Taiwan’s President Ma Ying-jeou held a press conference on February 9th to explain the reasoning behind his administration’s policies concerning the negotiation of the Economic Cooperation Framework Agreement (ECFA) with China. He said the pact would include measures focusing on tariff reductions and exemptions as well as legal protection of investment and intellectual property rights. The overall aim is to boost Taiwan’s competitiveness.
President Ma expressed his worry that Taiwan’s competitiveness will be adversely affected by free trade agreements (FTA) between the members of the Association of Southeast Asian Nations (ASEAN) and China, which from January this year reduced customs duties on 90 percent of trade between some of the countries.
In order not to be left behind, Taiwan needs an ECFA with China, according to Ma. There has been huge change in Asia over the last decade. In 2000, there were only three FTAs signed in the region, but by 2009 the number had increased to 58. Only Taiwan and North Korea are yet to sign an FTA.
Three key issues to ECFA
An ECFA with China would stimulate foreign direct investment in Taiwan and assure that the island is not marginalized in the region. An ECFA should also help create more job opportunities for Taiwanese people by addressing tariff reductions, the protection of investment and intellectual property rights.
First is the matter of tariff reductions and exemptions. In 2008, bilateral trade reached over US$130 billion, with Taiwan exporting US$100 billion-worth of goods to China and importing US$32.5 billion from the mainland. With low or zero tariffs, Taiwan would benefit from increased export volumes.
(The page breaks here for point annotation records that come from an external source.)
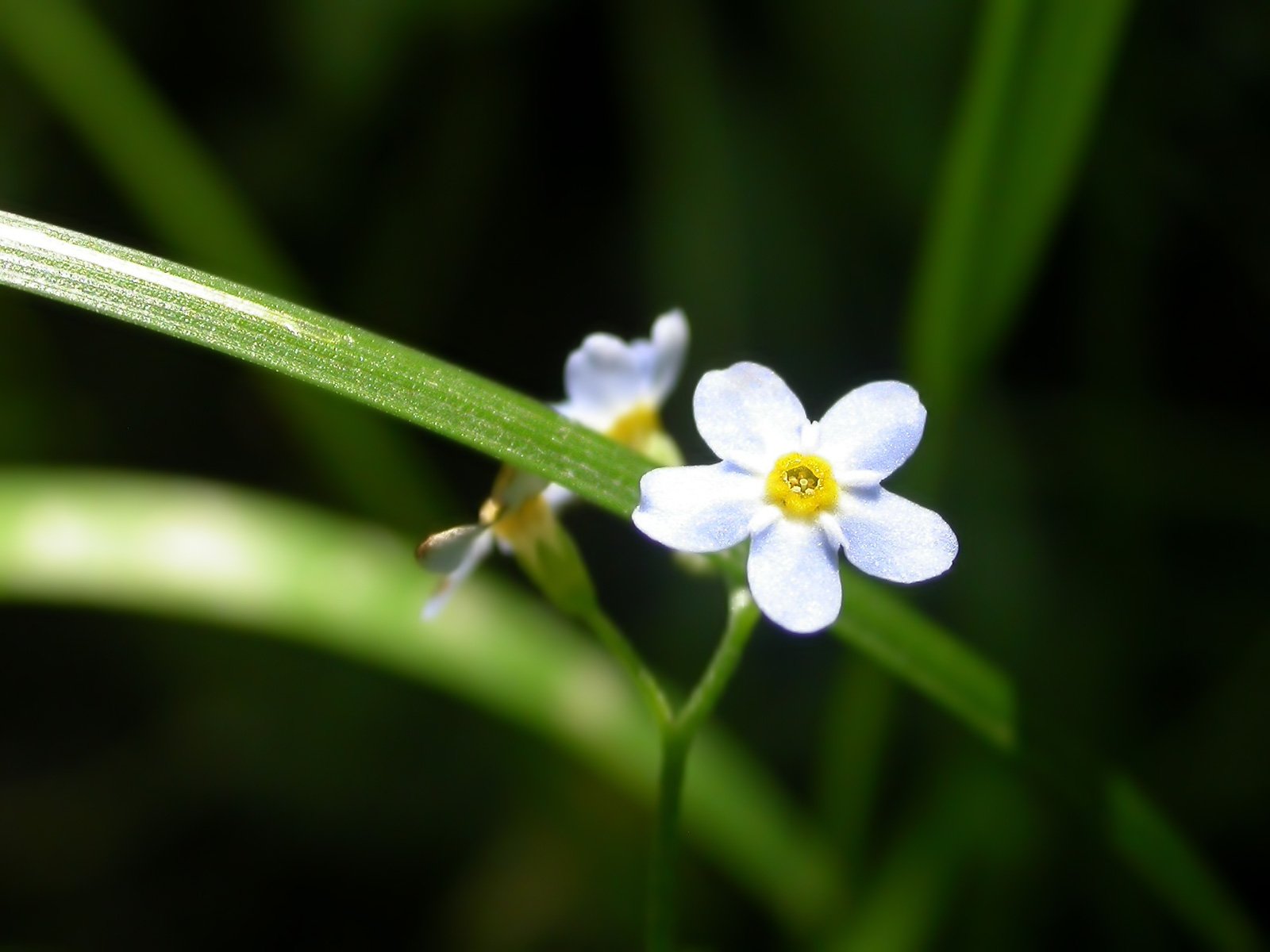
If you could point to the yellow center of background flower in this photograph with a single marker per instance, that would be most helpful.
(803, 486)
(635, 428)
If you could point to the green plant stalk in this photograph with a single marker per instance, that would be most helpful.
(183, 302)
(941, 289)
(334, 355)
(211, 554)
(677, 736)
(177, 187)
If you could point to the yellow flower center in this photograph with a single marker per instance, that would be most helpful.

Second is the need for investment protection. An estimated 100,000 Taiwanese businesses have invested in China, with the total investment topping US$80 billion. Taiwan needs a comprehensive set of measures to safeguard the island’s business interests when they encounter unfair or unjust treatment in China.
Third is the protection of Taiwanese intellectual property rights, including trade marks, patents, and special processing and innovations. Through arrangements under an ECFA, Taiwanese firms would be able to avoid becoming the victims of Chinese pirating.
President responds to public concerns
In addressing concerns that an ECFA might hurt certain domestic industries, Ma said that the government has formulated three types of assistance program to help offset the impact. “Rejuvenation” assistance is aimed at helping industries that are at risk but have not yet been hurt. “Systematic adjustment” assistance is aimed at improving the operations of industries that have begun to suffer, though not as heavily. In the case of industries experiencing severe setbacks, a “damage relief” program administered by the Ministry of Economic Affairs will provide assistance up to NT$95 billion (about US$3 billion) over a 10-year period.
In response to concerns that Taiwan will allow mainland labor and agricultural imports, the president underscored the fact that agreements under the World Trade Organization framework do not address movements of labor, and it will not be included in these cross-strait negotiations.
As for agricultural products, he pointed out, whereas the previous Democratic Progressive Party (DPP) administration had lifted restrictions on the import of 1,415 types of mainland products, his administration has not lifted restrictions on even a single additional category of agricultural goods.
As for the DPP’s suspicions that China harbors political designs to use economic agreements to make Taiwan more dependent, President Ma said the surging growth of Taiwan’s trade with China and investment there is normal. It is in keeping with China’s place as a factory to the world and its ballooning worldwide trade.
Talk on ECFA gains momentum
According to the Central News Agency, Premier Wu Den-yih said on March 6th that Taiwan and China hope to sign ECFA in May or June, depending on the progress of the negotiations. Both sides will have to negotiate on their “early harvest” lists, which refer to the industries and services on both sides that will be granted immediate tariff concessions or more liberal trade terms under the ECFA, Wu noted.
Momentum seems to be building on China’s side for the negotiation to be concluded, following the first round of talks that was held in late January. The second round of ECFA talks is slated for late March in Taipei.